The College met this afternoon with a full agenda.
First, we discussed the Draft Budgetary Plans we received from eurozone Member States. I will come back to this in a moment.
Secondly, First Vice-President Timmermans presented the Commission's Work Programme and our priorities for next year.
He is now presenting it to the plenary:
Our first priority is to find agreement in Parliament and Council on as many of the Commission's legislative proposals as possible. All the legislative proposals to deliver on the ten political priorities of the Juncker Commission are on the table. So far around half of them is agreed. So we need to do better than that.
Second, we will present a limited number of new forward-looking initiatives, notably offering our citizens a strong perspective for the future Union of 27 Member States.
Amongst others, we will be looking to consolidate the success of our Investment Plan, reflecting on how to make Europe more sustainable, and tackling Artificial Intelligence and disinformation. We will also be looking at how to remove remaining barriers to the Single Market, completing the Energy Union, and tackling climate change. And we will strengthen the Rule of Law Framework, the international role of the Euro, and present ideas for 'Communicating Europe'.
Lastly, as it is also our job to make sure that existing EU legislation remains fit for purpose, we will launch a number of new initiatives under the REFIT programme.
Thirdly, we adopted a Communication to follow up on the work of the Task Force on Subsidiarity and Proportionality, which President Juncker created last year, and which reported to the President in July.
The Communication is our contribution to the Subsidiarity Conference, which the Austrian Presidency is organising in Bregenz next month.
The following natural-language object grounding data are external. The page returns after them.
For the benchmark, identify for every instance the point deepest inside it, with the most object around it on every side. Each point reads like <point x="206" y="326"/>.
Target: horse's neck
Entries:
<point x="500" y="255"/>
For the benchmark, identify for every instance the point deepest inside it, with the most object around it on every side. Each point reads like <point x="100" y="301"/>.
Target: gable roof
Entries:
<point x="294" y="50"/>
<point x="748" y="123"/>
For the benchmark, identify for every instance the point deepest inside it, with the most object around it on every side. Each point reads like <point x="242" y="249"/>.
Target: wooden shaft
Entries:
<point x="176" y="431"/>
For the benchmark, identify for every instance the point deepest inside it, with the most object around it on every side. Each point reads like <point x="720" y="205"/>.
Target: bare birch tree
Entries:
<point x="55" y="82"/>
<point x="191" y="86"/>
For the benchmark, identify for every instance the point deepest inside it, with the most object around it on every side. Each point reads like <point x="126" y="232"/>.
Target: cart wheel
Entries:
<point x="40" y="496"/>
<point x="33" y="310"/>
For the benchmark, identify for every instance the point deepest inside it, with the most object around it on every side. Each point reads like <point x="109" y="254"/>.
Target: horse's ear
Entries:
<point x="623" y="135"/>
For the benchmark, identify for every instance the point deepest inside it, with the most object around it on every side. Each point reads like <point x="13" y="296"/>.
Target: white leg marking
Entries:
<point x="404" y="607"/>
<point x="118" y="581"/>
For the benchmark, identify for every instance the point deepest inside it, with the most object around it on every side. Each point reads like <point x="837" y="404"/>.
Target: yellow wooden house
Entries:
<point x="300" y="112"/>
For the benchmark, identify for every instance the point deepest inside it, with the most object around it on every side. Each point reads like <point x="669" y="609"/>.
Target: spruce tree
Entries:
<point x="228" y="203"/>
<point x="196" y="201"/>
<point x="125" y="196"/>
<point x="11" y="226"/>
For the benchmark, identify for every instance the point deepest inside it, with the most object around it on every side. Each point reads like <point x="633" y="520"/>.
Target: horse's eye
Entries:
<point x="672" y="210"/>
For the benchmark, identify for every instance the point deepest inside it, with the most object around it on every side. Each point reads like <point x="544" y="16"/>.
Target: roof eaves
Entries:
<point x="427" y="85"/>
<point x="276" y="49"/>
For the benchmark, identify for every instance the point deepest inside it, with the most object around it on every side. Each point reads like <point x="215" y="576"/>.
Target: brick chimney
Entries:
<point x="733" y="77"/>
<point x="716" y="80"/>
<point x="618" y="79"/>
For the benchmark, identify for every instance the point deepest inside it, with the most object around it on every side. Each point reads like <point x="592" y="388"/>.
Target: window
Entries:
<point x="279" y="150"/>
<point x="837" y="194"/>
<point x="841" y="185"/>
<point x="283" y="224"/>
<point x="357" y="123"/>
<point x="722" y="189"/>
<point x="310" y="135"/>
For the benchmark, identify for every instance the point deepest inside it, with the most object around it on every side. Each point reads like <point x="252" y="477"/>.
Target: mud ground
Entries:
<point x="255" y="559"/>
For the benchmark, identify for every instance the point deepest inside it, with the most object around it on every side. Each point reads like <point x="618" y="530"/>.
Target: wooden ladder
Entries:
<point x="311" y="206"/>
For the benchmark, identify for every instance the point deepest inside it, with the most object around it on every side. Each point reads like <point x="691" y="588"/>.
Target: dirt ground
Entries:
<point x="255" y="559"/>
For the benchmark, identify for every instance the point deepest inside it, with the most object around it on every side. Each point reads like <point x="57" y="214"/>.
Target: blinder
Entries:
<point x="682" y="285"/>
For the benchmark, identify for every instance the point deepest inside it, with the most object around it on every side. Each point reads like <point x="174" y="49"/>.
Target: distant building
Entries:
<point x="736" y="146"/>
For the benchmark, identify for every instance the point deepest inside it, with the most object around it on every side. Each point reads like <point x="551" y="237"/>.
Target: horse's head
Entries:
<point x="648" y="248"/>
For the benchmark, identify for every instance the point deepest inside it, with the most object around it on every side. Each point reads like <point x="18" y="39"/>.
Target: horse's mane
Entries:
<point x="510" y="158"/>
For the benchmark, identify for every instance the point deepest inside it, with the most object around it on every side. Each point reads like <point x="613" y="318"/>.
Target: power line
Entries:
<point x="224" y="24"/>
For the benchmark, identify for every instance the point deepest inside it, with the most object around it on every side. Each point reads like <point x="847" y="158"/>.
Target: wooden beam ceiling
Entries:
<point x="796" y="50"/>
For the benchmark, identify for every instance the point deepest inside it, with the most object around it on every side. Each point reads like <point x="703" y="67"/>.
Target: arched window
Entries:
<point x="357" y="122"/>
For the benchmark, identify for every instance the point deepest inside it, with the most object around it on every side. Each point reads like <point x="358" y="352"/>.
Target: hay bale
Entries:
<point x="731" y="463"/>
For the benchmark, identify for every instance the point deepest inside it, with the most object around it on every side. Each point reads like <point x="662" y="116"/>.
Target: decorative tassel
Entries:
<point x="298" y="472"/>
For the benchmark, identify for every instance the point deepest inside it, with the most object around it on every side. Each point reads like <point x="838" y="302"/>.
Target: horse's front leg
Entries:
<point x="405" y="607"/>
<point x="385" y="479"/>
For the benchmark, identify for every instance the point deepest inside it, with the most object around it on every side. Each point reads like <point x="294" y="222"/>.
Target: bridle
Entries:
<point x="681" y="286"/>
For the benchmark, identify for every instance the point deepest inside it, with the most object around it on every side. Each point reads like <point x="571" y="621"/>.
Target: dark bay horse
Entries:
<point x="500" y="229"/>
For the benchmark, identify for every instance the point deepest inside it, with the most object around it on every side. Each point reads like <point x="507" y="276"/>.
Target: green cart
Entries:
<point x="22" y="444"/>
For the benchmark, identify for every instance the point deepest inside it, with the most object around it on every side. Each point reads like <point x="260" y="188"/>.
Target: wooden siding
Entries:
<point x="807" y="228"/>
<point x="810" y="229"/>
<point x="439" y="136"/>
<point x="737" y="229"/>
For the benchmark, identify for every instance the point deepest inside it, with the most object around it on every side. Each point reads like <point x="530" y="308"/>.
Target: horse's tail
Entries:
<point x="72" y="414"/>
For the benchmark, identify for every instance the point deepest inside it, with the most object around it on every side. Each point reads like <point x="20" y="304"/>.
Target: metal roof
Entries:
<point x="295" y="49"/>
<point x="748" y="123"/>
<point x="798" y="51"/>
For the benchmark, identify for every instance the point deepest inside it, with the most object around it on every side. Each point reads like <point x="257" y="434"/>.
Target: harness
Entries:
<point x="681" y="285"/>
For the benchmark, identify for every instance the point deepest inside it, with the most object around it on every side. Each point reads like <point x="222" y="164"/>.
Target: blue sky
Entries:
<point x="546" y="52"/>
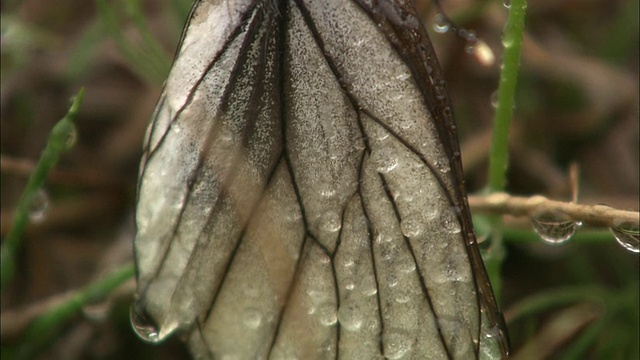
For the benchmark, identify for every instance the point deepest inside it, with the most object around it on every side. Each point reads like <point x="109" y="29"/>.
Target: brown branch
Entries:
<point x="501" y="203"/>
The Communication sets out how the principles of subsidiarity and proportionality have been further embedded into the work of the Commission and other EU institutions.
And now let me move to the Draft Budgetary Plans.
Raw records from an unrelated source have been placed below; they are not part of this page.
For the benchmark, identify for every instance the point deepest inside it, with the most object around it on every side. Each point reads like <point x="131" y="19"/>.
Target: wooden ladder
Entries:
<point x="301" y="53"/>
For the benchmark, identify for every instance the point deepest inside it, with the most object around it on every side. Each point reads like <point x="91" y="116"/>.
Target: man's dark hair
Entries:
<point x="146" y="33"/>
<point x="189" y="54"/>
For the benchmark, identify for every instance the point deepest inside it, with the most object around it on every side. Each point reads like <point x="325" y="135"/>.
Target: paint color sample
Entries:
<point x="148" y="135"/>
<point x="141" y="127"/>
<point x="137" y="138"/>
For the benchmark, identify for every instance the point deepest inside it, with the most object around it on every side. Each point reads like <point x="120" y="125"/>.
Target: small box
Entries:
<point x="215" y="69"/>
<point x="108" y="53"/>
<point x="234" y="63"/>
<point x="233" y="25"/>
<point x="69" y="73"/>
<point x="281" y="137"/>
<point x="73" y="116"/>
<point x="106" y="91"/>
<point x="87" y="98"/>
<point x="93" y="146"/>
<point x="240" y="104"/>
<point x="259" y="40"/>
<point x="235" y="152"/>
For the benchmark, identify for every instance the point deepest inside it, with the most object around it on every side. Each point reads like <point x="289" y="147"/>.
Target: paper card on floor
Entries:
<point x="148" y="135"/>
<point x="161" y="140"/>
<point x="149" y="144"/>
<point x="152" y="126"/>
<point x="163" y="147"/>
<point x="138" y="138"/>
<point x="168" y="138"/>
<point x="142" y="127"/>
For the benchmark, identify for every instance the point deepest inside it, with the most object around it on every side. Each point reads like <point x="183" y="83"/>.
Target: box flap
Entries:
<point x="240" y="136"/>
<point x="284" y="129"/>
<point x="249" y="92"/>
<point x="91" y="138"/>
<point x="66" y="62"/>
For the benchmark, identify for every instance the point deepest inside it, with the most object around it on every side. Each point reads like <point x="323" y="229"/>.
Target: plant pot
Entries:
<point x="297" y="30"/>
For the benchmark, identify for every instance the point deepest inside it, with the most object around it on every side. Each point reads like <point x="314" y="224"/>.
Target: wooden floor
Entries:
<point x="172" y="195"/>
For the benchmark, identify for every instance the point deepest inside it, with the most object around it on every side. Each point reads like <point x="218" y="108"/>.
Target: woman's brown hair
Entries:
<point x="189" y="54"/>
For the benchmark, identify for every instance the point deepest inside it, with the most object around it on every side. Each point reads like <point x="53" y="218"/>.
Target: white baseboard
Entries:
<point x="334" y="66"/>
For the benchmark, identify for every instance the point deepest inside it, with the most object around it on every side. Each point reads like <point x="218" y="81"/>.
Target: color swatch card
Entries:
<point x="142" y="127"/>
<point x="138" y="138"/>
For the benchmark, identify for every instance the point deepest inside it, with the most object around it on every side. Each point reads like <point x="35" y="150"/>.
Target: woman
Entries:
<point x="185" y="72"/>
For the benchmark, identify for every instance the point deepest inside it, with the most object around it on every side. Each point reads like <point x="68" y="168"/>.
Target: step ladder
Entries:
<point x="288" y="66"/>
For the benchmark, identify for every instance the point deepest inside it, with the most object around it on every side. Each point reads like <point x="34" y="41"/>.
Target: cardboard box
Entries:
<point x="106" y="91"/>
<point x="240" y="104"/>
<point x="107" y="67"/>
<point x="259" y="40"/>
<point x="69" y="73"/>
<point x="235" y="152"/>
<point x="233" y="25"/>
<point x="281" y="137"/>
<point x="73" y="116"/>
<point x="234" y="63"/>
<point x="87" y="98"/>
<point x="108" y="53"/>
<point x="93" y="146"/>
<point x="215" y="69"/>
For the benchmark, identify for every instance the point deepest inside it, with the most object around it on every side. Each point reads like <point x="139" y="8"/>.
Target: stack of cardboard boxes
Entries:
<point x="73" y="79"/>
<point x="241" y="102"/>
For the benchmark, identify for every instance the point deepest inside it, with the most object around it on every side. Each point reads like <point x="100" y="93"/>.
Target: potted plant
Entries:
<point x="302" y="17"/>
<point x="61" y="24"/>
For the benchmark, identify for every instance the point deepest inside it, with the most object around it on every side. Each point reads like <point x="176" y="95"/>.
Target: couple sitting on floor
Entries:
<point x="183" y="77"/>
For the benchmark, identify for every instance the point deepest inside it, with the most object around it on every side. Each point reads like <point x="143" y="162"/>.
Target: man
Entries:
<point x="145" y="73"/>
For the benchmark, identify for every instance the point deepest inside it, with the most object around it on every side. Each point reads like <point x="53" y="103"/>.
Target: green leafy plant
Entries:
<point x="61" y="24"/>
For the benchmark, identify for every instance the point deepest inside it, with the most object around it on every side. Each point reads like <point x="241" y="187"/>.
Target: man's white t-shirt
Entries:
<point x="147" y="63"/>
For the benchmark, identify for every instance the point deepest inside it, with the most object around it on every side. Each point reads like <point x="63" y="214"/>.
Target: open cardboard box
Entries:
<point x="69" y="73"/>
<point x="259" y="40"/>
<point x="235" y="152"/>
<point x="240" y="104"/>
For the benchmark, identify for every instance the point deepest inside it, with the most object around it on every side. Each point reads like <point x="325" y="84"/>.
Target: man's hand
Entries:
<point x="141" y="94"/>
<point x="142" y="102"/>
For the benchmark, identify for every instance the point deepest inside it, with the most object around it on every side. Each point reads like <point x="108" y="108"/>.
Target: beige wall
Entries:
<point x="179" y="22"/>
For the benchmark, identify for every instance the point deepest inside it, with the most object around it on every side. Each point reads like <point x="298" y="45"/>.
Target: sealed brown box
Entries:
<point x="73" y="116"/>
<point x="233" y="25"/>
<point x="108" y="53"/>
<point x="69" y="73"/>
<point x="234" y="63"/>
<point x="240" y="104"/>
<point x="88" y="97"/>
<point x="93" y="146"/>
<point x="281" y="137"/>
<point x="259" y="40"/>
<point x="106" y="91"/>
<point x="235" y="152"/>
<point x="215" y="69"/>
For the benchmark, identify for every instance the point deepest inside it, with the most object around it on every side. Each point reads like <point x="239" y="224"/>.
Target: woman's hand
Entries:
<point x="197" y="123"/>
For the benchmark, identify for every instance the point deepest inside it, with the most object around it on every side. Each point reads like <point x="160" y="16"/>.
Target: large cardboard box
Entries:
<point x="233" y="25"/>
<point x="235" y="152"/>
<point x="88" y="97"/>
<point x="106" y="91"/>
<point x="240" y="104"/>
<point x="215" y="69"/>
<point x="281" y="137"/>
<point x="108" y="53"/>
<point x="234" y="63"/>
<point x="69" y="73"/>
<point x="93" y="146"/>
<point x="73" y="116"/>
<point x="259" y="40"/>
And it is with a lot of regret that I am here before you today. Because today, for the first time, the Commission is obliged to request a euro area country to revise its draft budget plan. But we see no alternative than to request the Italian authorities to do so. We have adopted an opinion giving Italy a maximum of three weeks to provide a revised Draft Budgetary Plan for 2019.
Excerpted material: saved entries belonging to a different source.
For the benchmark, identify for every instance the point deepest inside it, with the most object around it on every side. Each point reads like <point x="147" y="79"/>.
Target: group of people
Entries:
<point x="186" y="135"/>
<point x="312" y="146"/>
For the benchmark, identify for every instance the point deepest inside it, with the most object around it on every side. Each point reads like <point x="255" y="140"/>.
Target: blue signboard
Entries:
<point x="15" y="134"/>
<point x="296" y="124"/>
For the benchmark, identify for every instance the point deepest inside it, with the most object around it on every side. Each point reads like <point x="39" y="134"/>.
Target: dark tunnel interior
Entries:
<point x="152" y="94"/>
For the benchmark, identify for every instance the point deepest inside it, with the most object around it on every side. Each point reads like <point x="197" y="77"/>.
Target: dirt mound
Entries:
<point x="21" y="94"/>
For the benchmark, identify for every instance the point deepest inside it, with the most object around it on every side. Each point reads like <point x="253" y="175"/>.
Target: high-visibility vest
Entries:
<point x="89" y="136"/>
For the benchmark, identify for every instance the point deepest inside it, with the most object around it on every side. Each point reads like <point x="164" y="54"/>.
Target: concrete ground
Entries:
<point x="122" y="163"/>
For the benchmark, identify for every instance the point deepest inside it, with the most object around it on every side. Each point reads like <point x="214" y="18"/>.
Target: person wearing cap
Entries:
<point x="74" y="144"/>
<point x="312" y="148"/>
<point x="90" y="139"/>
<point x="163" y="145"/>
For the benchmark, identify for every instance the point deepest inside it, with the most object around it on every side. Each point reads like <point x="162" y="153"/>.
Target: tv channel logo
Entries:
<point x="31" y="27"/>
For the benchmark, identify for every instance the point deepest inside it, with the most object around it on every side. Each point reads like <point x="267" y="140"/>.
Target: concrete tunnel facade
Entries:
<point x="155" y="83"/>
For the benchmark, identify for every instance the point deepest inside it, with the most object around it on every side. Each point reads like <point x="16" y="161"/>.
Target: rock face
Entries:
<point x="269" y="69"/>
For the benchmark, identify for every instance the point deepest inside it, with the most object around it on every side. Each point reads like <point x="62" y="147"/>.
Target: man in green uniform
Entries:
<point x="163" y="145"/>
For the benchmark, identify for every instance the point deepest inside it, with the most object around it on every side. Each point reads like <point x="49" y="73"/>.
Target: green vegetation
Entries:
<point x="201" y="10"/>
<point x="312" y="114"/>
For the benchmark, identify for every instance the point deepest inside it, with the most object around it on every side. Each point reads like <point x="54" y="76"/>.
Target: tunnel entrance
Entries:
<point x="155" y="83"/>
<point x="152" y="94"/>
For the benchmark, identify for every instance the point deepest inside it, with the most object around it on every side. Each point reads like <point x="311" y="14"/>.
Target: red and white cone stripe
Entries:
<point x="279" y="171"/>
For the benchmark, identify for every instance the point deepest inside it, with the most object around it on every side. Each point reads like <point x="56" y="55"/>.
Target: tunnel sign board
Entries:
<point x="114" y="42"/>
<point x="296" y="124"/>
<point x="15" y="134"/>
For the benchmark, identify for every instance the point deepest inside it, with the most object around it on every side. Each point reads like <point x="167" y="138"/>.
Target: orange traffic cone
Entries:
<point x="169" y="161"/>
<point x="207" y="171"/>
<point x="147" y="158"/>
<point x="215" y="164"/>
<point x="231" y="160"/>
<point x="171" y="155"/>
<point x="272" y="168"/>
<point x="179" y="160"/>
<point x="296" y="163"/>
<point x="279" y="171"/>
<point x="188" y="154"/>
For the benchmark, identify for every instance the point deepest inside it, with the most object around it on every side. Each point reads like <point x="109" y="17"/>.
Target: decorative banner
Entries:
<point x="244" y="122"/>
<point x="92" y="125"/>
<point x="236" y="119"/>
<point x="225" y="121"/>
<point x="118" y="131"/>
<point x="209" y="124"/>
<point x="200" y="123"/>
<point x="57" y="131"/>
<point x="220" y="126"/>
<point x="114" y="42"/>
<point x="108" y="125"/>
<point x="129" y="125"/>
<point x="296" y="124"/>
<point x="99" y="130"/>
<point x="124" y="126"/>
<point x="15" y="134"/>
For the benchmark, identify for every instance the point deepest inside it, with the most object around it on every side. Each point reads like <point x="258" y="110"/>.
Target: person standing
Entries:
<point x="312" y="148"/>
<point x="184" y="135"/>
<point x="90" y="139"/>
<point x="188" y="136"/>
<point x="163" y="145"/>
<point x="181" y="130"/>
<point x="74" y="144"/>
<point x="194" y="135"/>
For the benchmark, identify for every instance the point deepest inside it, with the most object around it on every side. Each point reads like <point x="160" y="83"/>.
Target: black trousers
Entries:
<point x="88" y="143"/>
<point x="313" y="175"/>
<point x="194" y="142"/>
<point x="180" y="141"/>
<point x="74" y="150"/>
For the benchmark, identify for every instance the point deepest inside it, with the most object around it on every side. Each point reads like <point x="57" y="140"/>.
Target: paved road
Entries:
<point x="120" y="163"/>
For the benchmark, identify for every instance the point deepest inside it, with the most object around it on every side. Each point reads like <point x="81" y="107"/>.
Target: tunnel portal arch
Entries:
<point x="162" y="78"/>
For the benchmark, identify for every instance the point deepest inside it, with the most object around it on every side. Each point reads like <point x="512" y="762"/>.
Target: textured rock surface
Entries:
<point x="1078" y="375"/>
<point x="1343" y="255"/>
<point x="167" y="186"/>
Unfortunately, the clarifications received yesterday were not convincing to change our earlier conclusions of a particularly serious non-compliance with the recommendation addressed to Italy by the Council on 13 July. The Italian Government is openly and consciously going against the commitments made.
Europe is built on cooperation. The euro area is built on strong bonds of trust. This is underpinned by rules that are the same for everybody. If trust is eroded, all Member States take damage, our union takes damage.
Breaking rules can appear tempting at first look. It can provide the illusion of breaking free. It is tempting to try to cure debt with more debt. But at some point, the debt weighs too heavy. And at the end of the day, you end up having no freedom at all. This is why we agreed to control the debt, together.
In 2017, Italy's debt stood at 131.2% of GDP. This is the second highest level of public debt in the European Union and one of the highest in the world. In 2017, it represented an average burden of € 37 000 per inhabitant.
The total cost of servicing Italy's debt is among the highest in Europe. It has to be covered by taxpayers every year. To give an example, last year, Italy spent about the same amount on servicing debt as it dedicated to education.
Experience has shown time and again that higher fiscal deficits and debt do not bring lasting growth. And excessive debt makes your economy more vulnerable to future crises. Therefore, if looser fiscal policy affects confidence, it can actually have the opposite effect on growth. So keeping sound fiscal policies and confidence is crucial. It is in the interest of Italy and in the interest of the whole Euro area.
This is about making sure that Italian companies can raise funding at low interest cost, which enables them to develop and create jobs. This is about young Italian families that seek to buy their first home and need a bank loan at a cost that they can afford. And this is about generational fairness: What message are we sending to the young generation, by leaving them with such a debt burden?
An additional point:
You will recall that in May, following the Article 126.3 report, the European Commission did not propose to open the Excessive Deficit Procedure related to debt. Mostly because of Italy's broad compliance with the preventive arm of the Stability and Growth Pact.
The current plans are a material change, which may require a reassessment of that conclusion.
The ball is now in the court of Italy's government. We know the starting point. And we have three weeks for an intensive dialogue, which we will conduct with a constructive and open mind. Yet, we are entrusted by all Member States to uphold mutual commitments and common interest. This is our job and duty.